Jennifer Johnson

Jennifer Lee Johnson

PhD Student, School of Natural Resources and Environment
International Institute Individual Fellowship

"My research analyzes historical and present-day ecological and social transformations in Lake Victoria, Africa’s most productive fishery. I hope my work will help practitioners, politicians, and scholars improve how resource extraction functions."

In the summers of 2007 and 2008, Jennifer Johnson conducted her master’s and preliminary doctoral research focused on the local and global commodity chains for illegal and legal Nile perch near Lake Victoria in East Africa. She employed interdisciplinary methodologies from anthropology, political ecology, and fisheries science to analyze social adaptations to ecological change in the Lake Victoria Basin.

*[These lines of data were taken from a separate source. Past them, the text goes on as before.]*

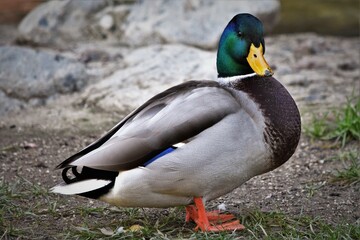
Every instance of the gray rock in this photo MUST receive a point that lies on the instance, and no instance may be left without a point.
(33, 76)
(58, 22)
(196, 22)
(149, 71)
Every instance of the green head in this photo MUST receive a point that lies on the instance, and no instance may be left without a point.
(241, 48)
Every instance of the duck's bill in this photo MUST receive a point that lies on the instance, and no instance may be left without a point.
(257, 61)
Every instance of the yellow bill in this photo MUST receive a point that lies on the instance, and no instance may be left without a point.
(257, 61)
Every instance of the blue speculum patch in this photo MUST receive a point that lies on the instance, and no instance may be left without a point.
(163, 153)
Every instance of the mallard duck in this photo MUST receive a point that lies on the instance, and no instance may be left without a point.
(195, 141)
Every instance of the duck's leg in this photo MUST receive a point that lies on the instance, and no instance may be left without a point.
(211, 221)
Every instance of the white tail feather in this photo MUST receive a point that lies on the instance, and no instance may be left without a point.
(80, 187)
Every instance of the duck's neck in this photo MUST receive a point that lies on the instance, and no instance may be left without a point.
(228, 67)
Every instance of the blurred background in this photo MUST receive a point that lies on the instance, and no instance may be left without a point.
(328, 17)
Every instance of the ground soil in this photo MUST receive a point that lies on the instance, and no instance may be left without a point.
(31, 149)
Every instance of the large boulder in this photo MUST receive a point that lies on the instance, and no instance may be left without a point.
(57, 22)
(34, 76)
(138, 23)
(191, 22)
(149, 71)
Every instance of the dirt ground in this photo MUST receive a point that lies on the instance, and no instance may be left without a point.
(30, 149)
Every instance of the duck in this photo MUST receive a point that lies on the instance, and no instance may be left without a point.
(195, 141)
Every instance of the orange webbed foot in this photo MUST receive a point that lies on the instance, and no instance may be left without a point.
(211, 221)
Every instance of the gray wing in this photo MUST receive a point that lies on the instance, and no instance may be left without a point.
(173, 116)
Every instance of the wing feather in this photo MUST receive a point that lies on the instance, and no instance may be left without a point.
(173, 116)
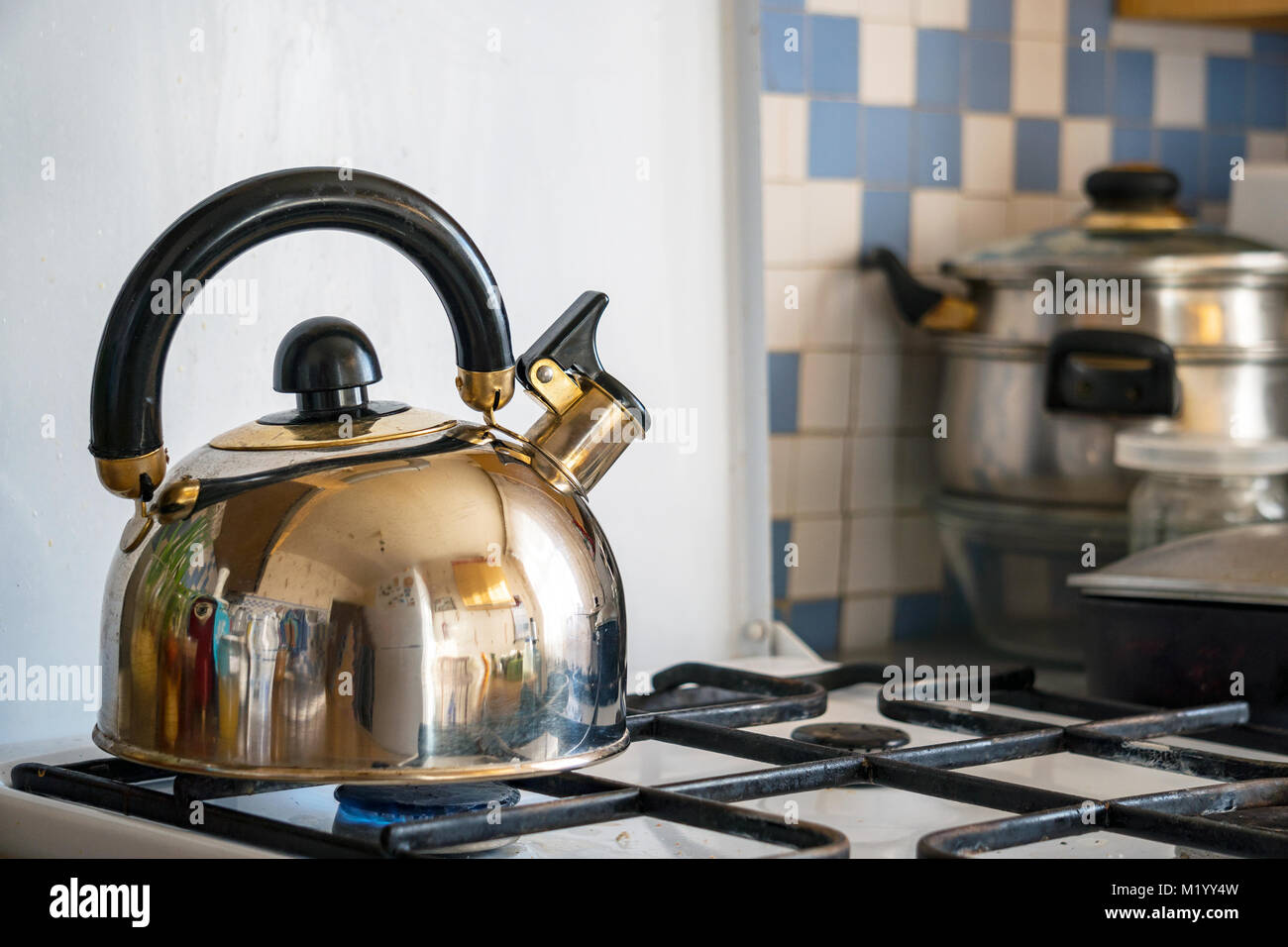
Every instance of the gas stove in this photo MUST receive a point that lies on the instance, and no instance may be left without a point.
(755, 758)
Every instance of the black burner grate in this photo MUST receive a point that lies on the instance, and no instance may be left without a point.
(704, 707)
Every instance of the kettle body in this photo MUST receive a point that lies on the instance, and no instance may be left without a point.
(361, 590)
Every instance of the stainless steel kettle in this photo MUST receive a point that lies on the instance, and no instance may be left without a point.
(355, 589)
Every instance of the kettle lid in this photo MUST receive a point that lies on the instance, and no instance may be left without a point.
(327, 364)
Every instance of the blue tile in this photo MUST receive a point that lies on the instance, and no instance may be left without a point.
(785, 373)
(988, 75)
(1085, 81)
(1037, 155)
(1089, 13)
(887, 146)
(1270, 47)
(939, 68)
(1132, 145)
(818, 624)
(1227, 91)
(915, 616)
(781, 534)
(782, 68)
(1179, 150)
(885, 221)
(833, 140)
(990, 16)
(939, 136)
(1216, 163)
(1269, 95)
(1133, 84)
(833, 54)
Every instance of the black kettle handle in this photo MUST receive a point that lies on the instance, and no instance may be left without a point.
(125, 402)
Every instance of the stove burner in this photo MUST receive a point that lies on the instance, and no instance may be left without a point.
(368, 809)
(855, 737)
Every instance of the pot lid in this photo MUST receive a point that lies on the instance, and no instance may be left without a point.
(1132, 230)
(1245, 565)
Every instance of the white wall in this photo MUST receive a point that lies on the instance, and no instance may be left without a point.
(535, 149)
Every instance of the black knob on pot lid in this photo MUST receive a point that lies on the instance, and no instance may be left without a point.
(327, 363)
(1132, 185)
(325, 355)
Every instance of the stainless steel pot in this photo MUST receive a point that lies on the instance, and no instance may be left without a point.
(355, 589)
(1132, 315)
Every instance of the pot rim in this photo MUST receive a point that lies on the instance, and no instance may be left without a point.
(365, 775)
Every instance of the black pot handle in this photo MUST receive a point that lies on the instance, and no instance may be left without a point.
(1108, 371)
(125, 402)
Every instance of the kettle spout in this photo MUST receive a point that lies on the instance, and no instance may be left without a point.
(918, 304)
(589, 416)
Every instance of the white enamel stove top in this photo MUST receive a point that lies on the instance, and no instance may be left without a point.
(879, 822)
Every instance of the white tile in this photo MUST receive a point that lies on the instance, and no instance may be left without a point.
(887, 63)
(866, 622)
(885, 11)
(988, 154)
(1267, 146)
(914, 471)
(934, 226)
(1180, 38)
(896, 390)
(782, 474)
(880, 328)
(1180, 89)
(1028, 213)
(816, 474)
(784, 218)
(784, 137)
(1142, 34)
(918, 564)
(871, 554)
(1038, 20)
(827, 307)
(1228, 42)
(941, 14)
(829, 221)
(1214, 213)
(818, 543)
(980, 221)
(824, 390)
(874, 464)
(876, 392)
(782, 321)
(1085, 146)
(918, 390)
(1073, 208)
(1037, 77)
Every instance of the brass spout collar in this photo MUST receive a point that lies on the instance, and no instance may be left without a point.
(123, 475)
(485, 390)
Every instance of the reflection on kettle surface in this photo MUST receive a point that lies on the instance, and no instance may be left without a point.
(445, 616)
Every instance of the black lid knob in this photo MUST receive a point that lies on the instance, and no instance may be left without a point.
(1132, 185)
(325, 355)
(326, 363)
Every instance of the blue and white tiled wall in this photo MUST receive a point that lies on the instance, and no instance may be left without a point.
(859, 98)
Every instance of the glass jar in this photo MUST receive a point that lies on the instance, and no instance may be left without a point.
(1197, 482)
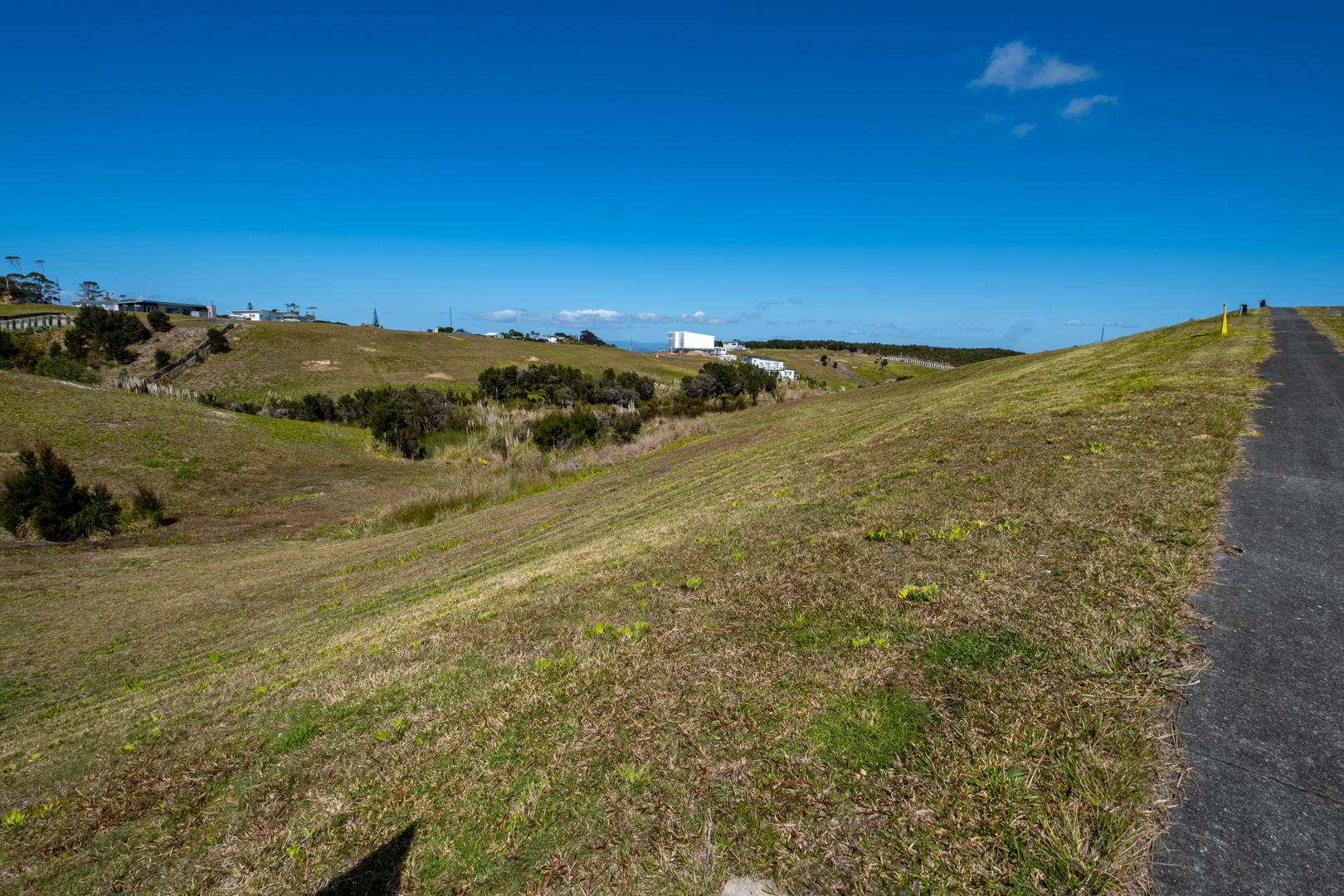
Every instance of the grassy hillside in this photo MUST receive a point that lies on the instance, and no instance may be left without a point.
(1328, 321)
(293, 359)
(222, 475)
(723, 655)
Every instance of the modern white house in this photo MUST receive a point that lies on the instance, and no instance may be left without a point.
(260, 314)
(687, 342)
(140, 305)
(774, 368)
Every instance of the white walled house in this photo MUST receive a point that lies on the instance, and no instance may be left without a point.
(687, 342)
(774, 368)
(145, 305)
(763, 363)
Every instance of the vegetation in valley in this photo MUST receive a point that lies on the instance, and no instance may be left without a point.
(955, 356)
(906, 638)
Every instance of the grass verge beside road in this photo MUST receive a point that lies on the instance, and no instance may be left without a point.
(916, 635)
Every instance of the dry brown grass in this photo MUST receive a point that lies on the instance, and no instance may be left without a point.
(485, 674)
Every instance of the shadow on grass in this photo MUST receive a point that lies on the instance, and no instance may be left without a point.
(379, 874)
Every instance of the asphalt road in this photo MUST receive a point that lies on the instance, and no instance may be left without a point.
(1265, 727)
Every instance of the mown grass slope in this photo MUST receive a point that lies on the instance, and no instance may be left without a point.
(718, 659)
(222, 475)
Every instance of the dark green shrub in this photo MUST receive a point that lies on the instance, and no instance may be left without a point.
(561, 384)
(314, 407)
(728, 379)
(559, 431)
(110, 334)
(65, 368)
(626, 427)
(41, 494)
(21, 353)
(399, 416)
(218, 342)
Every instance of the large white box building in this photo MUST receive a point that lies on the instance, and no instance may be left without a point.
(687, 342)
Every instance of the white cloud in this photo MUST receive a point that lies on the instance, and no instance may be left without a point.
(700, 317)
(507, 314)
(1020, 67)
(1081, 106)
(590, 316)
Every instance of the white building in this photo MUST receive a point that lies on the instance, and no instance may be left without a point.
(774, 368)
(763, 363)
(687, 342)
(141, 305)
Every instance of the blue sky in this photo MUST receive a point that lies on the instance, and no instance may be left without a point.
(960, 175)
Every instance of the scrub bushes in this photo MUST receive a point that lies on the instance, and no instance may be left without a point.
(41, 496)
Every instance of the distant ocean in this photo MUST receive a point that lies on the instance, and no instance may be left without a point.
(644, 348)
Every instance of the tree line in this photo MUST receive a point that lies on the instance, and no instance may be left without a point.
(955, 356)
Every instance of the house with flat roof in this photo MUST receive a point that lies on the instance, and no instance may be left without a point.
(769, 366)
(190, 309)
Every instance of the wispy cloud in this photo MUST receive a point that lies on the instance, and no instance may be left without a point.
(700, 317)
(1020, 67)
(1081, 106)
(504, 314)
(590, 316)
(580, 316)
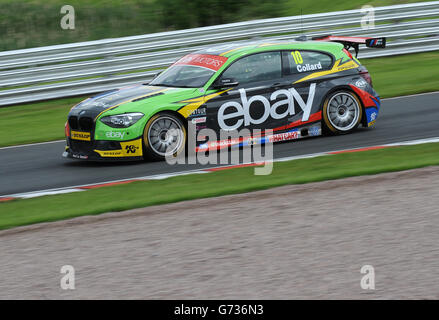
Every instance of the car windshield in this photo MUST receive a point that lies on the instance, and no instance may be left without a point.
(191, 71)
(183, 76)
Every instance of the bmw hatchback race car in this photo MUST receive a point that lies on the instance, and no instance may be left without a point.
(296, 89)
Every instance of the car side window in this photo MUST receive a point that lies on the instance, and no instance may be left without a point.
(306, 61)
(256, 67)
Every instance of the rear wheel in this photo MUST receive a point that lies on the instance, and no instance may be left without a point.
(342, 112)
(164, 135)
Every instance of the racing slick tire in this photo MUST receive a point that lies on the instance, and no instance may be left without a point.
(164, 135)
(342, 112)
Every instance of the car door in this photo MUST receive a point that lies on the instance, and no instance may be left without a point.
(302, 69)
(248, 104)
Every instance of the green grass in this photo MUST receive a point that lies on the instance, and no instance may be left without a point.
(44, 121)
(146, 193)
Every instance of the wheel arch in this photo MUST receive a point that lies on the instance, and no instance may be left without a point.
(345, 88)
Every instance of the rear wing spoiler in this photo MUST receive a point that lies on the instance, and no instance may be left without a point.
(354, 42)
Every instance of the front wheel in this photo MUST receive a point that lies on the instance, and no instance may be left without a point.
(164, 135)
(342, 112)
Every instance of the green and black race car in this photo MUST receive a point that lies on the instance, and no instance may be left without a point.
(296, 89)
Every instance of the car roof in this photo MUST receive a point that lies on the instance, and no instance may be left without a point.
(232, 50)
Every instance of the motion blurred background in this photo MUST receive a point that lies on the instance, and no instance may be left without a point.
(34, 23)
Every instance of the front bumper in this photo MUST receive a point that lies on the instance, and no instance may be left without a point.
(102, 150)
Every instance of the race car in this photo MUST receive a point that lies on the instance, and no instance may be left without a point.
(288, 90)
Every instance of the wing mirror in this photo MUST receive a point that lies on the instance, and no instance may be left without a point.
(225, 83)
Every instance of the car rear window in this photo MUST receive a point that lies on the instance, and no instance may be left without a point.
(299, 61)
(256, 67)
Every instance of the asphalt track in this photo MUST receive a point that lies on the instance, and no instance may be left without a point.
(40, 166)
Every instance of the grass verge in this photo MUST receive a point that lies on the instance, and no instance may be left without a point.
(147, 193)
(44, 121)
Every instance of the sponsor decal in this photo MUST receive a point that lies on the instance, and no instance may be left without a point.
(208, 61)
(200, 127)
(314, 131)
(338, 67)
(77, 135)
(117, 135)
(79, 156)
(199, 112)
(361, 84)
(284, 136)
(309, 67)
(129, 149)
(241, 111)
(198, 120)
(194, 104)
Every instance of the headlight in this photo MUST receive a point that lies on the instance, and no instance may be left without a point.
(122, 120)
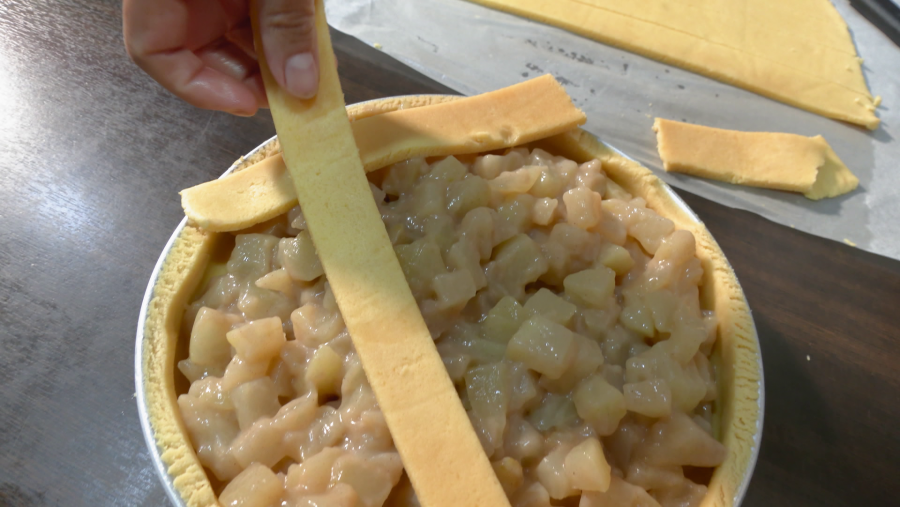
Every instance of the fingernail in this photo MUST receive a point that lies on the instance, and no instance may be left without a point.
(301, 76)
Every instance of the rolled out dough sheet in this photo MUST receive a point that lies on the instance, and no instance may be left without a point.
(798, 52)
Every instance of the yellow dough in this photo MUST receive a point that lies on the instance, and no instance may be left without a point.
(508, 117)
(798, 52)
(738, 354)
(430, 428)
(760, 159)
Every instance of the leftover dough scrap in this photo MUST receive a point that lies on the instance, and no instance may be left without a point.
(773, 160)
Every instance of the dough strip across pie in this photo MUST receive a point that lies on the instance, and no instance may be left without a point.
(511, 116)
(438, 446)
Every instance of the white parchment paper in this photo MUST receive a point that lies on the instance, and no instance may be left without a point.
(473, 49)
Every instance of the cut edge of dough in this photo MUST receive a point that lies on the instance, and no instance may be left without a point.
(739, 349)
(814, 171)
(265, 190)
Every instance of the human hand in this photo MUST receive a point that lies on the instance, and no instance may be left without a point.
(202, 50)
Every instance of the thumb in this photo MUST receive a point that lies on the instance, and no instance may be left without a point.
(288, 32)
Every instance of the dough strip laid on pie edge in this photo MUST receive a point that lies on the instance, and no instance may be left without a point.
(430, 428)
(518, 114)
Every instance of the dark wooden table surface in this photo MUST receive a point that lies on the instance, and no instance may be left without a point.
(92, 155)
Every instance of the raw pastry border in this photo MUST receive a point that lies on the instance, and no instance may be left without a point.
(180, 269)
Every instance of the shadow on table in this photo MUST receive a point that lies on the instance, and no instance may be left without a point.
(805, 459)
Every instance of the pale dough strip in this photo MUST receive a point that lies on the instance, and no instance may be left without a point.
(511, 116)
(760, 159)
(437, 444)
(696, 54)
(760, 38)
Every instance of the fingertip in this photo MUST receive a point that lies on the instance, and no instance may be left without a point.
(301, 75)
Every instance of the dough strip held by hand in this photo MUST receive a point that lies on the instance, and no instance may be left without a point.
(438, 446)
(518, 114)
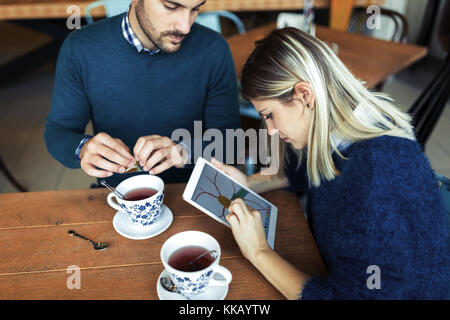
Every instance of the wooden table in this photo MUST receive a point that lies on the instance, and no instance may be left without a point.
(370, 59)
(45, 9)
(36, 250)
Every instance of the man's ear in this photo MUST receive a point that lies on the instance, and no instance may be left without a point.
(304, 94)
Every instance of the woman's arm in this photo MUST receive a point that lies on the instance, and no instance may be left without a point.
(281, 274)
(249, 234)
(263, 183)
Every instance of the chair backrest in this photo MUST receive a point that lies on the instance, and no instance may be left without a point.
(112, 8)
(428, 107)
(211, 20)
(445, 191)
(401, 27)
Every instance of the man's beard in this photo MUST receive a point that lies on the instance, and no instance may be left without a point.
(150, 31)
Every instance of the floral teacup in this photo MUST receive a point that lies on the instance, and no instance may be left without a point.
(143, 212)
(196, 282)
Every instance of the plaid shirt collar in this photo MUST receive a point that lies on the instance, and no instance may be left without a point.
(130, 36)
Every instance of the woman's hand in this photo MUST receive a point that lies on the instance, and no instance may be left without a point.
(231, 171)
(248, 230)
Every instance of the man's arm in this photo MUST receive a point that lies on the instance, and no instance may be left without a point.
(222, 103)
(70, 110)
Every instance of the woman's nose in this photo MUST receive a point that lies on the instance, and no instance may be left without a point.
(273, 131)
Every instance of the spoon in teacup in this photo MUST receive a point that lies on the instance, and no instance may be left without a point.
(111, 188)
(168, 284)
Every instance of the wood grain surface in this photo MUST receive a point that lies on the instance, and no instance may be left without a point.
(36, 250)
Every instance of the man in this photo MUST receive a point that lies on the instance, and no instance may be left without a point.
(138, 77)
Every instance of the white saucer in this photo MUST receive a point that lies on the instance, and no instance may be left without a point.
(211, 293)
(129, 230)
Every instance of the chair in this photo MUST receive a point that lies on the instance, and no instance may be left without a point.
(358, 23)
(112, 8)
(428, 107)
(211, 20)
(445, 192)
(401, 27)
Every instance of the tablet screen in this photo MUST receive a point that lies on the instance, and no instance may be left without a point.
(215, 192)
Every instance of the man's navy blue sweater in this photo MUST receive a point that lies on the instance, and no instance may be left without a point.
(383, 210)
(127, 94)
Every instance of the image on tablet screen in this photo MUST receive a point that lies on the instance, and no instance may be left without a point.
(215, 192)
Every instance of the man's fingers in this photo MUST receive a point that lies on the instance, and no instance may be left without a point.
(232, 220)
(140, 144)
(162, 167)
(106, 164)
(94, 172)
(114, 144)
(156, 157)
(150, 146)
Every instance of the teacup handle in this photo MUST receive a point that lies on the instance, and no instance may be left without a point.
(113, 203)
(225, 273)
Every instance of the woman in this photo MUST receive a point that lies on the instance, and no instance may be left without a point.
(372, 198)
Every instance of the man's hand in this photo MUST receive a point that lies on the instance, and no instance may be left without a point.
(103, 155)
(154, 150)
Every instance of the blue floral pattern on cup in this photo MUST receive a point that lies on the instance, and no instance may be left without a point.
(192, 285)
(146, 213)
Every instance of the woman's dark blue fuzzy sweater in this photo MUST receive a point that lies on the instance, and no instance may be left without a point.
(383, 210)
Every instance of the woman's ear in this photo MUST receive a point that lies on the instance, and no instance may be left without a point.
(304, 94)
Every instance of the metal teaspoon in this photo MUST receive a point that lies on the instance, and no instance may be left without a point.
(97, 245)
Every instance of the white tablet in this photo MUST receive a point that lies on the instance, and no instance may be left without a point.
(211, 191)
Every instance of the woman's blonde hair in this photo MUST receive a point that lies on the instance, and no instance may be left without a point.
(288, 56)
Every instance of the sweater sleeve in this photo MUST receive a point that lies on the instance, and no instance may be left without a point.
(221, 110)
(379, 228)
(70, 108)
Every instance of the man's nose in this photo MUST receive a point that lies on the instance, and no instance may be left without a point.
(184, 22)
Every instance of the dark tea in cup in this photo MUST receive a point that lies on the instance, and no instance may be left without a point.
(140, 194)
(181, 259)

She conducted over 40 semi-structured interviews, participant observation and archival research in the basin as well as 130 household surveys as part of a larger research project. She also published several news features in the Ugandan Daily Monitor on the human dimensions of the fisheries’ collapse. Her field experiences confirmed her desire to pursue her doctoral degree and a research-focused career.

 

Additional funding for Jennifer’s work was also provided by the Center for Afroamerican and African Studies’ Africa Initiative Grant, Doris Duke Conservation Foundation, Rackham Graduate School, and School of Natural Resources and Environment.